Every volumetric velocimetry measurements based on tracer (particles, bubbles, etc.) detection can be strongly influenced by the optical screening phenomenon. It has to be taken into account when the statistical properties associated to the performances of the particle detection and tracking algorithms are significantly affected. It leads to a maximum concentration of particles in the images thus limiting the final spatial resolution of the instantaneous three-dimensional three-components (3D3C) velocity fields. A volumetric velocimetry system based on Defocused Digital Particle Image Velocimetry (DDPIV), named Volumetric 3-Components Velocimetry (V3V), is used to show that above a critical visual concentration of particles in the images, the concentration and accuracy of the final instantaneous raw velocity vector field drop. The critical concentration depends on physical parameters as well as on the processing algorithms. Three distinct regimes are identified. In the first regime, the concentration is well adapted to volumetric velocimetry, the largest concentration being optimal to maximize the number of valid velocity vectors.
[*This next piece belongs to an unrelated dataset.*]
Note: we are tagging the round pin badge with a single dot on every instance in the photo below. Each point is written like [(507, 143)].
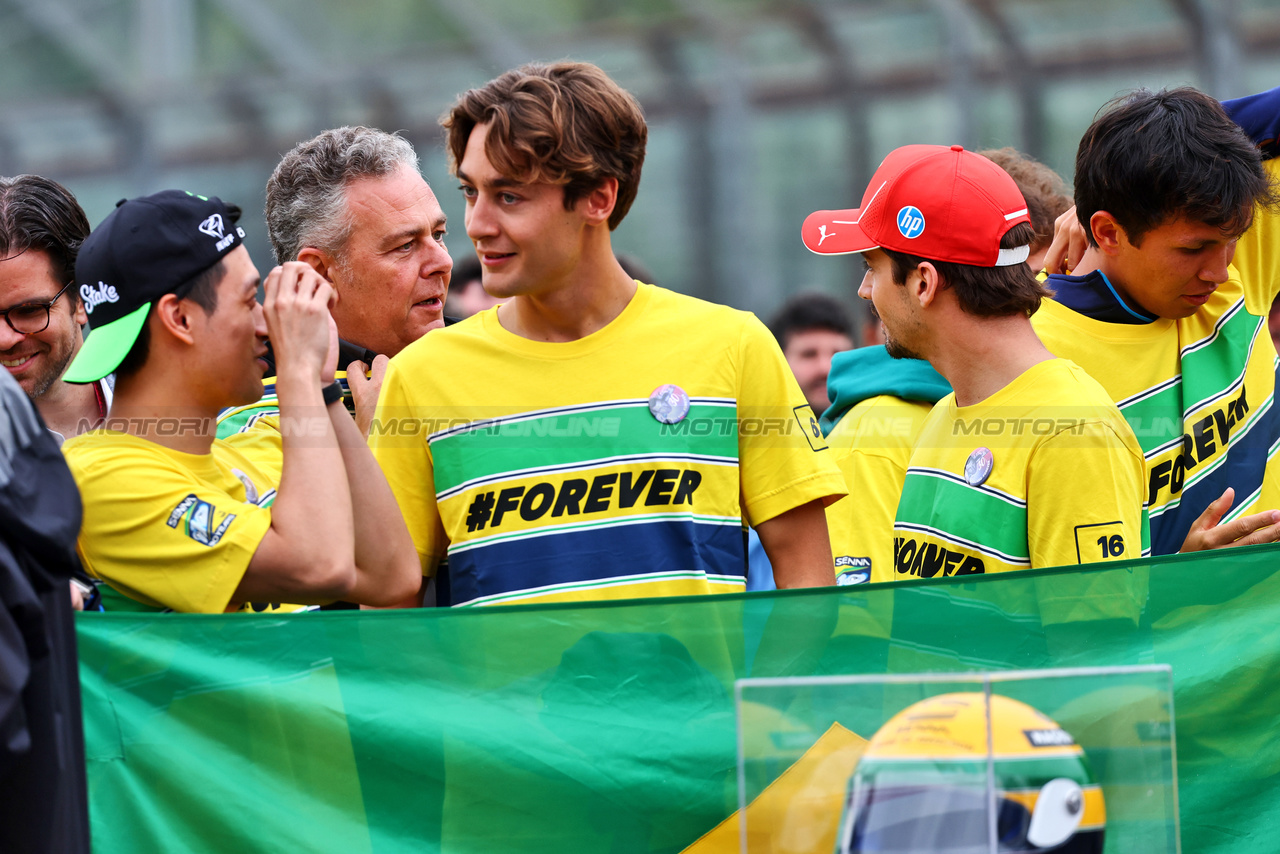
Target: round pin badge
[(978, 466), (668, 403)]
In the second regime, the performances of the detection and tracking algorithms are no longer optimal. Finally, the third regime is strongly influenced by optical screening. A rigorous methodology is proposed to optimize volumetric measurements taking into account the system specifications (pixel size, focal length, system magnification, etc.). An optimal particle concentration of 4.5×10−2 particles pixel−1 (ppp) is found. A relationship between the imaged concentration and the optimal final spatial resolution for fully interpolated instantaneous velocity field is obtained. The present study can be used as a guideline to achieve the measurement of instantaneous three-dimensional velocity fields with a good spatial resolution. It is finally successfully applied to a complex 3D flow test case: a jet in cross-flow.